Session: Analysis and Design of First Order Methods for Convex Optimization
Chair: Bartolomeo Stellato
Cluster: Optimization For Data Science
Talk 1: Toward a grand unified theory of accelerations in optimization and machine learning
Speaker: Ernest Ryu
Abstract: Momentum-based acceleration of first-order optimization methods, first introduced by Nesterov, has been foundational to the theory and practice of large-scale optimization and machine learning. However, finding a fundamental understanding of such acceleration remains a long-standing open problem. In the past few years, several new acceleration mechanisms, distinct from Nesterov’s, have been discovered, and the similarities and dissimilarities among these new acceleration phenomena hint at a promising avenue of attack for the open problem. In this talk, we discuss the envisioned goal of developing a mathematical theory unifying the collection of acceleration mechanisms and the challenges that are to be overcome.
Talk 2: Data-driven performance estimation of first-order methods
Speaker: Jisun Park
Abstract: We introduce a data-driven approach to analyze the probabilistic performance of first-order optimization algorithms. Combining Wasserstein Distributionally Robust Optimization to the performance estimation framework, we derive probabilistic performance guarantees to a wide range first-order methods.

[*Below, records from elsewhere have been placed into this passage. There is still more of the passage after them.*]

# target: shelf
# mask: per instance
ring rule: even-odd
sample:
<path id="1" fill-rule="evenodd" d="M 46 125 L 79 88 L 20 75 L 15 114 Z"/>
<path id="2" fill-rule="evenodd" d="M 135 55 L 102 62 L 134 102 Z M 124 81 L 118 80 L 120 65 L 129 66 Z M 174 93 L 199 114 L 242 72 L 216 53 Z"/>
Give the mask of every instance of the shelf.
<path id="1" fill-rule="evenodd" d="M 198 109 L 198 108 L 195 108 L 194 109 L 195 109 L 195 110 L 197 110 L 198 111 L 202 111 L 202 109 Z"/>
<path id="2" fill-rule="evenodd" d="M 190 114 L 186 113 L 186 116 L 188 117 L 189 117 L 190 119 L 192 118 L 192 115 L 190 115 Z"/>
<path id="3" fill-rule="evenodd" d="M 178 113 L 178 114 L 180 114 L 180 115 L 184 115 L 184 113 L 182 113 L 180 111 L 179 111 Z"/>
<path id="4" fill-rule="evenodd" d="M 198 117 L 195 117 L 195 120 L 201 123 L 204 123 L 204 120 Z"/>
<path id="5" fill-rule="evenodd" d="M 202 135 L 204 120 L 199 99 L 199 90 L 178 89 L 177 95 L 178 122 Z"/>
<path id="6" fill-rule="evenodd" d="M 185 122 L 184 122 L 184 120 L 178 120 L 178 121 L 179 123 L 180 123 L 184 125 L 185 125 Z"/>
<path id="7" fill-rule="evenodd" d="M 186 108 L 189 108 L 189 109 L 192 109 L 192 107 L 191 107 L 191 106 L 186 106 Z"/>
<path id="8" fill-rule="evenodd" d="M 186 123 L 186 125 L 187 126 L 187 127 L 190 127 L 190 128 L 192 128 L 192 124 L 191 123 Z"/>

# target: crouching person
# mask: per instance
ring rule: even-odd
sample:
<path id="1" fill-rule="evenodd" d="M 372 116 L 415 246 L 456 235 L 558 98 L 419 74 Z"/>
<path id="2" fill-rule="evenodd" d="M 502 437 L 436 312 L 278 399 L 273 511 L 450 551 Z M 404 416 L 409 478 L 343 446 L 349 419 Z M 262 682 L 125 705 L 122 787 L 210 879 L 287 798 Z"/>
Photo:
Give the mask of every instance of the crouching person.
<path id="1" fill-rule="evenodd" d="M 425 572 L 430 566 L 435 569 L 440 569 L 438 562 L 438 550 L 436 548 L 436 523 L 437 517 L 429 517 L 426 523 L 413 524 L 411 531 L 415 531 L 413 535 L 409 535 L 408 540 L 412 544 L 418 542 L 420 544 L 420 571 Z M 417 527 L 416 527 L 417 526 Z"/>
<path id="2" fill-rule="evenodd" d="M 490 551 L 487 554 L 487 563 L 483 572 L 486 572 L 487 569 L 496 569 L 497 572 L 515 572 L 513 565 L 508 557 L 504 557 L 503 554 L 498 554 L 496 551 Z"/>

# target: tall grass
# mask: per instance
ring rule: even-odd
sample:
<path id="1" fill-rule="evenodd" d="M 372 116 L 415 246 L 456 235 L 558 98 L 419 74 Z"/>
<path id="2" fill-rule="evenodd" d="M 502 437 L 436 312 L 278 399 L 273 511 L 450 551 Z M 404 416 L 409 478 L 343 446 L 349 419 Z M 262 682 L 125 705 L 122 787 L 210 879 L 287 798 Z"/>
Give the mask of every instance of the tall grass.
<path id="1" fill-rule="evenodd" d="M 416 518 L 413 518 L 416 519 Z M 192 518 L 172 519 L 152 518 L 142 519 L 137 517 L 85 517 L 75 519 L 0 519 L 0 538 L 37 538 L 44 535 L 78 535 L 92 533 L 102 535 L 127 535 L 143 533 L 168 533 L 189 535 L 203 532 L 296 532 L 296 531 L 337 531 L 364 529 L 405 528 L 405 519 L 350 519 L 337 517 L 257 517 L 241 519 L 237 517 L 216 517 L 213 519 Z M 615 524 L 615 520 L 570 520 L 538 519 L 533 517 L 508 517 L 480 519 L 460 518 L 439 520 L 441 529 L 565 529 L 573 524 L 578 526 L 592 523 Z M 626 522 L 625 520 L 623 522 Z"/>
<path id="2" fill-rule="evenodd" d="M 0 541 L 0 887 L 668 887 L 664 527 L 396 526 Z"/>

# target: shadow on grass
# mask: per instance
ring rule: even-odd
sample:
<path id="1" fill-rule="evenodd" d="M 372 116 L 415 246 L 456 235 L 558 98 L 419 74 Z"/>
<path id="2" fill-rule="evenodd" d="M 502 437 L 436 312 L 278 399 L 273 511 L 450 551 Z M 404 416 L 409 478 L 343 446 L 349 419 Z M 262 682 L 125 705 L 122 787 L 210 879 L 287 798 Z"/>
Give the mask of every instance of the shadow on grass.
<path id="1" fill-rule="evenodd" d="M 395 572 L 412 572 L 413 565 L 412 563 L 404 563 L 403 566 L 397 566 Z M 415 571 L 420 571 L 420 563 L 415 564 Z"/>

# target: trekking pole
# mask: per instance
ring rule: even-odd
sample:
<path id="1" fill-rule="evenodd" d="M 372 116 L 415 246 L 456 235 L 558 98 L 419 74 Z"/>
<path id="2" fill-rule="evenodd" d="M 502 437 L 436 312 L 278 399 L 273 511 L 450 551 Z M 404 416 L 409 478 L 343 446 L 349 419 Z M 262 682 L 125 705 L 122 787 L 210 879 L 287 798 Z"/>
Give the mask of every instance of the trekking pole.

We show that our method is able to achieve significant reductions in conservatism compared to classical worst-case performance analysis tools.
Talk 3: Exact Verification of First-Order Methods for Quadratic Optimization via Mixed-Integer Programming
Speaker: Vinit Ranjan
Abstract: We present a mixed-integer programming based framework to exactly verify the convergence of first-order methods for parametric convex quadratic and linear optimization. We formulate the verification problem as a mathematical optimization problem where we maximize the infinity norm of the fixed-point residual at the last iteration subject to constraints on the parameters and initial iterates. Our approach uses affine and piecewise affine steps to exactly represent a wide range of gradient, projection, and proximal steps. We scale the mixed-integer formulation using advanced bound tightening and strong formulations for the piecewise affine steps. Numerical examples show orders of magnitude lower worst-case residuals that more closely match the practical convergence.